Mercoledì scorso Giulio Tremonti ha lanciato il suo grido di battaglia contro l’oppressione fiscale che grava sulle imprese del nostro paese. Nel corso di un’audizione davanti alla commissione Finanze della Camera, il superministro dell’Economia non si è fatto sfuggire l’occasione di rispolverare un vecchio cavallo di battaglia berlusconiano. «L’oppressione fiscale è eccessiva», ha sostenuto, non soltanto in termini di tasse, ma anche di controlli, ispezioni e adempimenti di ogni genere.
L’iniziativa di Tremonti è lodevole e merita di essere sostenuta. Sappiamo tutti quanto i lacci e i laccioli burocratici che gravano sulle imprese penalizzino la crescita del paese. Pertanto, se il ministro ce lo consente, potremmo fornirgli qualche suggerimento su dove e come operare per correggere, almeno in parte, questa situazione. Innanzitutto, si potrebbe cominciare abolendo il cosiddetto principio del solve et repete, che stabilisce che prima vengano pagati i debiti verso la pubblica amministrazione e solo poi si proceda all’accertamento.
Prima il cittadino paga, poi si stabilisce se dovesse effettivamente pagare. Se poi Tremonti volesse proseguire nella sua meritoria iniziativa, potrebbe attivarsi per abolire l’inversione dell’onere della prova, lo strumento che permette all’Agenzia delle Entrate di avere il coltello dalla parte del manico. Oggi un contribuente sotto inchiesta è considerato colpevole fino a prova contraria e sta a lui dimostrare di aver adempiuto correttamente ai suoi doveri fiscali.
Il passo successivo potrebbe essere quello di eliminare la tracciabilità dei pagamenti, o almeno di elevare la soglia di esenzione dagli attuali 5.000 euro, così da evitare un regime da stato di polizia tributaria.
Per le imprese, soprattutto quelle di dimensioni ridotte, si potrebbe favorire un’assistenza legale a buon mercato, sempre utile per districarsi tra leggi e leggine.

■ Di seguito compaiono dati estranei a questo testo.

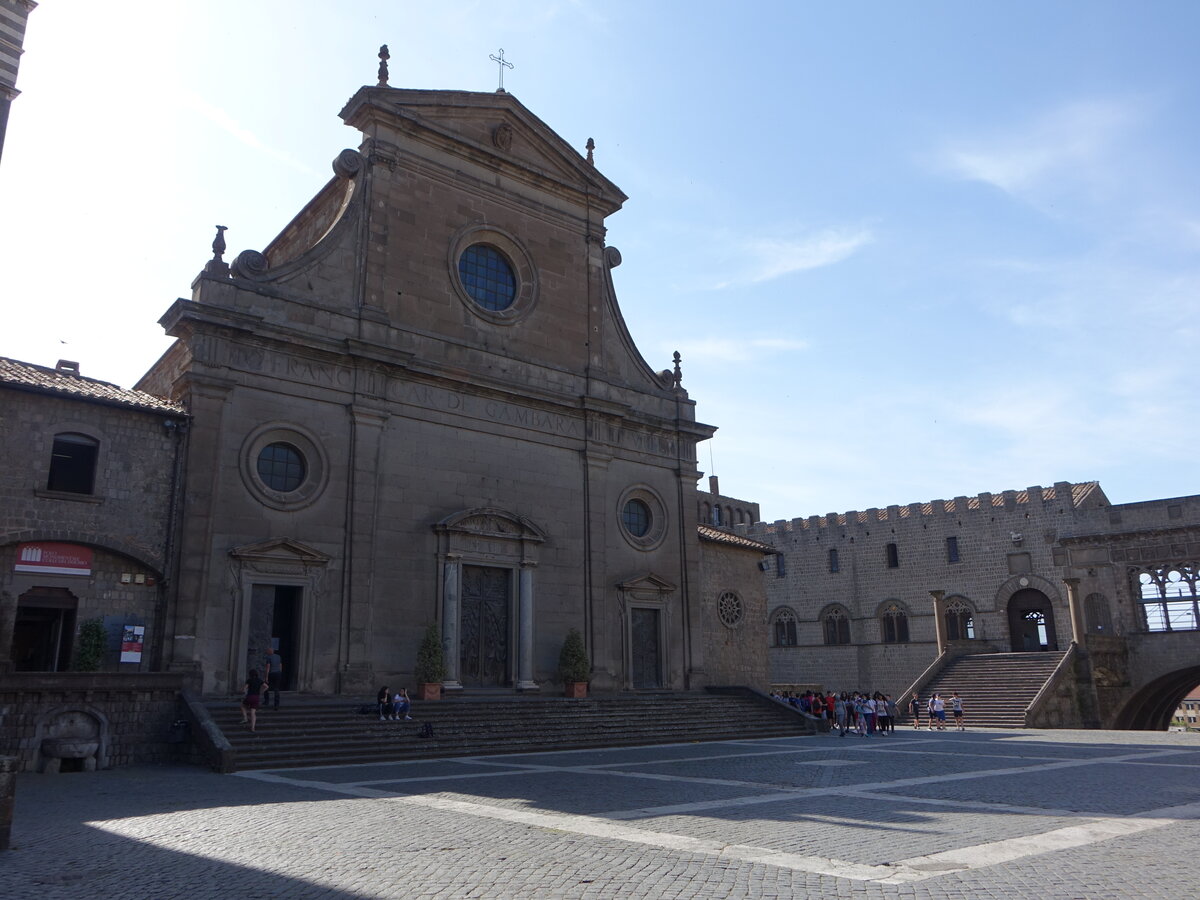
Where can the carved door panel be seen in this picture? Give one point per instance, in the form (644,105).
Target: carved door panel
(645,645)
(1031,622)
(484,627)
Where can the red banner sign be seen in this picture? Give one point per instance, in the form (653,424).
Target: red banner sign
(53,558)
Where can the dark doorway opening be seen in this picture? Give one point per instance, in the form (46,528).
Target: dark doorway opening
(485,627)
(646,660)
(43,630)
(274,623)
(1031,622)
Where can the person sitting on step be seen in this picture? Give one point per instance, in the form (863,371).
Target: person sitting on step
(401,705)
(384,700)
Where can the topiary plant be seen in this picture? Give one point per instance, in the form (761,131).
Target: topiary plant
(90,646)
(573,660)
(431,664)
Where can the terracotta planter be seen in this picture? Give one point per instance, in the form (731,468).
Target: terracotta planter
(429,691)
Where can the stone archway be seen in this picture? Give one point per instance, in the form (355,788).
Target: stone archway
(1031,624)
(1152,706)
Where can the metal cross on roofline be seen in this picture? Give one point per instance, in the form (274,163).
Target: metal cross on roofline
(502,64)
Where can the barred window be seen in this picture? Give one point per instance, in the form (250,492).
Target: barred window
(835,624)
(894,622)
(785,629)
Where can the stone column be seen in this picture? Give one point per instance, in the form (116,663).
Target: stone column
(451,588)
(525,619)
(940,619)
(1077,611)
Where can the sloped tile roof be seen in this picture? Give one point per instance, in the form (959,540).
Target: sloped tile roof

Magari abolendo le tariffe minime, reintrodotte dall’ultima riforma dell’ordine forense, così da rendere più concorrenziale il mercato e più facile l’accesso alla professione di giovani avvocati disposti ad accettare compensi minori.
Inoltre, questi imprenditori dovranno pure viaggiare, prima o poi. Potrebbe essere utile, quindi, facilitare loro il compito riducendo i balzelli sui carburanti. Che ne pensa il ministro di eliminare la cosiddetta Robin Tax, che colpisce le compagnie petrolifere e finisce, alla lunga, per essere scaricata sui consumatori? O magari di fermare l’aumento di uno o due centesimi al litro del prezzo della benzina, misura prevista per ripristinare i fondi del FUS? In un impeto liberalizzatore, si potrebbe persino mettere una pietra sopra ai progetti di aumento delle tasse aeroportuali, hai visto mai che qualche imprenditore preferisca sfrecciare nei cieli, invece che sull’asfalto.
Se, infine, si volessero anche invogliare le imprese e i loro dipendenti a servirsi della tecnologia, un piccolo aiuto potrebbe arrivare con l’abrogazione o la riduzione della tassa sull’equo compenso, di recente estesa a tutti i supporti che hanno una memoria fisica, come computer e telefoni cellulari.
Caro ministro Tremonti, siamo con lei. Non dubitiamo della sua buona volontà e, anzi, confidiamo che saprà imporre un cambio di rotta a chi, negli ultimi anni, ha scaricato sulla imprese queste norme fiscali e burocratiche così oppressive.
Come dice? Come si chiama il ministro che le ha scritte?